Methods: Male pts with primary breast cancer who underwent xF or xT testing in the Tempus multi-modal database (Tempus AI, Inc., Chicago, IL) were identified using Tempus Lens. Statistical comparisons used Kruskal-Wallis and Chi-squared/Fisher’ exact tests where appropriate. Pts with xR testing (RNA) were classified into PAM50 subtypes and immune infiltration was quantified using quantiseq. Hormone receptor status was extracted from clinical documentation within 60 days of sample collection. Tumor mutational burden (TMB; mutations/megabase) and microsatellite instability were assessed by DNA sequencing. Real World overall survival (rwOS) was defined from the time of sample collection to death, last follow-up, or a study cutoff of 7 years, and was estimated using Kaplan-Meier methodology; comparisons used the log-rank test.

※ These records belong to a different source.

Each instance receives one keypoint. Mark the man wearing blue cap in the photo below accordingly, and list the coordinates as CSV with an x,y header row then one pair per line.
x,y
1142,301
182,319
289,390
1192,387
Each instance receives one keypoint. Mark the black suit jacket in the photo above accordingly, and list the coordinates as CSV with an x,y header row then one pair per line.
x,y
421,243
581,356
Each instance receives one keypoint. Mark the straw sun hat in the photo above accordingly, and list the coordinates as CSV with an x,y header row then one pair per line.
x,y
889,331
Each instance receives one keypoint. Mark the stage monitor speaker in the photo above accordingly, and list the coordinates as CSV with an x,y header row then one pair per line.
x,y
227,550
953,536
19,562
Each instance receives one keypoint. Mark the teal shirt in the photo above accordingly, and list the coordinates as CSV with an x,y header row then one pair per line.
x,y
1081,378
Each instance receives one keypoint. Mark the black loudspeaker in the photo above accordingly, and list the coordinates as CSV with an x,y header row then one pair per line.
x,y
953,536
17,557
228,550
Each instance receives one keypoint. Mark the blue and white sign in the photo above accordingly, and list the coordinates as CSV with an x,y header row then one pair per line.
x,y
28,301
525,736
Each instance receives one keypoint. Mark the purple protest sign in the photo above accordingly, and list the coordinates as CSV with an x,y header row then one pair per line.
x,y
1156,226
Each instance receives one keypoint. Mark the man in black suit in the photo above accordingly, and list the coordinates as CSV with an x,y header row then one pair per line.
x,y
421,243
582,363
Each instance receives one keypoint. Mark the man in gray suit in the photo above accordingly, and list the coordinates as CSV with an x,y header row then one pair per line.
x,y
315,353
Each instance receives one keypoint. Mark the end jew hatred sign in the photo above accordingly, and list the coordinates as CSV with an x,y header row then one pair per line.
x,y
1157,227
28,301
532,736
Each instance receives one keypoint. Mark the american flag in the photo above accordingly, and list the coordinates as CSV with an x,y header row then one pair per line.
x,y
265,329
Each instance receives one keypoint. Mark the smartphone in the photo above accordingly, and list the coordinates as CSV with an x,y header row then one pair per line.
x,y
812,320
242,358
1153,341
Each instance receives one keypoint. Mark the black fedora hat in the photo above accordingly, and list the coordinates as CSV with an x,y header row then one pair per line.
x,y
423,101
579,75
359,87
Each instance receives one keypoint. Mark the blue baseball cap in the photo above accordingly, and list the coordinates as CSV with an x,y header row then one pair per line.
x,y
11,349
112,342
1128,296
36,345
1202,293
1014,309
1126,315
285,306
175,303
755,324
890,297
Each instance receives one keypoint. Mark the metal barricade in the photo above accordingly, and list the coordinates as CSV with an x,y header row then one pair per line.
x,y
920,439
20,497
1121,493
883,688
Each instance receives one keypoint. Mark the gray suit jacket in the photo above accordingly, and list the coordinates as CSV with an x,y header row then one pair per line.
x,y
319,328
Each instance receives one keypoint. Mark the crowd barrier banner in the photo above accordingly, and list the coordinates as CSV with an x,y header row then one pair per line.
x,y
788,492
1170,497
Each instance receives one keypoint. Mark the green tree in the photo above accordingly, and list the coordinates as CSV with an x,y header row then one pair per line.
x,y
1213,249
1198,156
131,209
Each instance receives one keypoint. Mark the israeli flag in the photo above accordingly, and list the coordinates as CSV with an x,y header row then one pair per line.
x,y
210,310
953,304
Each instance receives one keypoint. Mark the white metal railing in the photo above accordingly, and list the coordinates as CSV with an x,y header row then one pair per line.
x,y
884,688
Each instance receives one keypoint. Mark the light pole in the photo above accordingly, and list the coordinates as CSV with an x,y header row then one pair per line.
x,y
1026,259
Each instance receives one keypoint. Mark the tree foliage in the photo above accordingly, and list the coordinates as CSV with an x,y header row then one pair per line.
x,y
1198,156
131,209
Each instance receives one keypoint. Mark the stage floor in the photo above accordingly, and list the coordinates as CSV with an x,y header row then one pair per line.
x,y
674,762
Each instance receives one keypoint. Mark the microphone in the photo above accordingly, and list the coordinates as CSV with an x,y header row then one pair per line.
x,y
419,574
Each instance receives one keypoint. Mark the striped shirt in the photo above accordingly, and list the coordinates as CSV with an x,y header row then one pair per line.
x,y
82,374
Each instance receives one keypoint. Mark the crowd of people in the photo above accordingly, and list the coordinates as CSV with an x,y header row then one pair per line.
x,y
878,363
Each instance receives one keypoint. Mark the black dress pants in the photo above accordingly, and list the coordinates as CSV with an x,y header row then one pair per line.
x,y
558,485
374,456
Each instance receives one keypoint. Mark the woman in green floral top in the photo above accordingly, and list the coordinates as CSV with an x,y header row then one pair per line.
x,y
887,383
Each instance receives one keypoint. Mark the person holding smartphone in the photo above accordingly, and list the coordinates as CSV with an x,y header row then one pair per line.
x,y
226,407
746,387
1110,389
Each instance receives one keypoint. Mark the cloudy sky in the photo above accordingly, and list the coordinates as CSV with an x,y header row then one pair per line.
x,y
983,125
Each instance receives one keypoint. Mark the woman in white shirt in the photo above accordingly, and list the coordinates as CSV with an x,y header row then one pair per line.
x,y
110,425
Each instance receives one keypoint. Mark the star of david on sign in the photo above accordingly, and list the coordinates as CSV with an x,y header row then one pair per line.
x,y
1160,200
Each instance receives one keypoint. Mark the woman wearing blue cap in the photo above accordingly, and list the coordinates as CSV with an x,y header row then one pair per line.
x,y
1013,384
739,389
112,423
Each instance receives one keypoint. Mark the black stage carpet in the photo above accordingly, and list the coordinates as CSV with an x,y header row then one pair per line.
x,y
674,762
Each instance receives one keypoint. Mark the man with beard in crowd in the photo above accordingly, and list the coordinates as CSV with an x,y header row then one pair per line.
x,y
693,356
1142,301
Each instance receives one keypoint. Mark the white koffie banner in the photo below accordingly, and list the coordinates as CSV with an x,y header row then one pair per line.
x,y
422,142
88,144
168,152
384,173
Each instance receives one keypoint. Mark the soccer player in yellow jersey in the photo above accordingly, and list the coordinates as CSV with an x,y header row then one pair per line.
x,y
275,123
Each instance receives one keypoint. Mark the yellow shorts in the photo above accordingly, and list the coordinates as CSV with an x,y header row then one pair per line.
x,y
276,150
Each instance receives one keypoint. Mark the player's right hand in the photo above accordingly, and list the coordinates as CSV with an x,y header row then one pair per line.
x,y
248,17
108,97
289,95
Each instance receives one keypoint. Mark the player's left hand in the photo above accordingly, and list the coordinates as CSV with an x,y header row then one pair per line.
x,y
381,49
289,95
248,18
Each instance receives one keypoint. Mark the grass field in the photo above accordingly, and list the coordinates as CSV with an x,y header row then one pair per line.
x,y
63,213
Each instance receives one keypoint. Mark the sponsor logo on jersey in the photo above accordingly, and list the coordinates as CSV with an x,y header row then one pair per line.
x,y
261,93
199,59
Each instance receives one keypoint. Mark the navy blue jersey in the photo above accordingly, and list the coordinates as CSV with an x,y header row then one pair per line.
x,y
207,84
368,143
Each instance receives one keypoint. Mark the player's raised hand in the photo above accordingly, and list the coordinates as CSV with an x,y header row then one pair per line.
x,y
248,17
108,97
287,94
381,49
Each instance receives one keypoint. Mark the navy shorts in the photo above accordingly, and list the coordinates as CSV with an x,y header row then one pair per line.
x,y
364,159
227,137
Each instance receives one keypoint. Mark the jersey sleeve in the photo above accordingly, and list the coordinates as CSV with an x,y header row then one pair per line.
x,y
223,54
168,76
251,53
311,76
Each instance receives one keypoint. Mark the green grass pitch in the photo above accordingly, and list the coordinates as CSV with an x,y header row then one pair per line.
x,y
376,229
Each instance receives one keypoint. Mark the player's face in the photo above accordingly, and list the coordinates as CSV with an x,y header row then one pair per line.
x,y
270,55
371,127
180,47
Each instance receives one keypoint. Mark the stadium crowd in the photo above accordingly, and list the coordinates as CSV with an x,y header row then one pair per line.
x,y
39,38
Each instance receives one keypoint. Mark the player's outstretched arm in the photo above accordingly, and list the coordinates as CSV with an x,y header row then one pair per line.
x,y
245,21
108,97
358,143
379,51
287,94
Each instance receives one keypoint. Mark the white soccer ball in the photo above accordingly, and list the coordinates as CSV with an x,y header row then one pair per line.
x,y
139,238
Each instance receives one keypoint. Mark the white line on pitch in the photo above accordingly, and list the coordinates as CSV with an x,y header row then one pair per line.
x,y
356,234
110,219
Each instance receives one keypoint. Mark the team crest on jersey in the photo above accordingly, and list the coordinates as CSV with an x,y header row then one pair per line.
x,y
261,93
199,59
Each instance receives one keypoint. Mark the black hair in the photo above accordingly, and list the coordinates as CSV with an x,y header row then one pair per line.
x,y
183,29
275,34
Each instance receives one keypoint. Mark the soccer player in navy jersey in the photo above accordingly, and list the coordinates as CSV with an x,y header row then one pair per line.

Results: The study cohort included 291 MBC pts: 128 White (44%) and 36 Black (12%). Among pts with available ethnicity, 93% were not Hispanic or Latino. Clinical subtypes were HR+, HER2- (39%), HER2+ (7.6%), triple-negative (7%) and 50% unknown or not otherwise specified. Median age at diagnosis was 63 years, and 87% of staged pts presented with stage IV disease. PAM50 subtyping identified Luminal A (62% of White and 68% of Black) and Luminal B (23% of White and 14% of Black) as the most common subtypes, with no significant racial differences in molecular subtypes (p=0.6). TMB was low (<10 mt/mB) and all tumors were microsatellite stable. AR (41%), PIK3CA (27%), TP53 (26%), ESR1(12%), TERT (11%) and GATA3 (11%) were amongst the most frequent somatic mutations found in the cohort overall, with no racial differences identified. BRCA2 was the most frequent germline mutation identified overall. PD-L1 negativity (<1% CPS) was more frequent in Black vs. White pts (71% vs. 50%, p=0.5). Notably, M2 macrophage infiltration was significantly lower in Black vs. White pts (median 4.58 vs 5.62, p=0.036); CD8+ T cell infiltration was also not statistically significantly lower in Black vs White pts (median 0.03 vs. 0.15, p=0.3). Median rwOS was numerically lower in Black vs White pts, though the difference was not statistically significant (19.1 vs 23.1 months; p=0.5).

Conclusions: This real world analysis of MBC pts revealed largely similar clinicogenomic profiles between Black and White pts, with the notable exceptions of significantly lower M2 macrophage infiltration and numerically lower CD8+ T cell infiltration and higher rates of PD-L1 negativity in Black pts. These immune microenvironment differences may have implications for immunotherapy response, underscoring the need for further research into the biological underpinnings and potential clinical impact of immune differences in racially diverse MBC populations.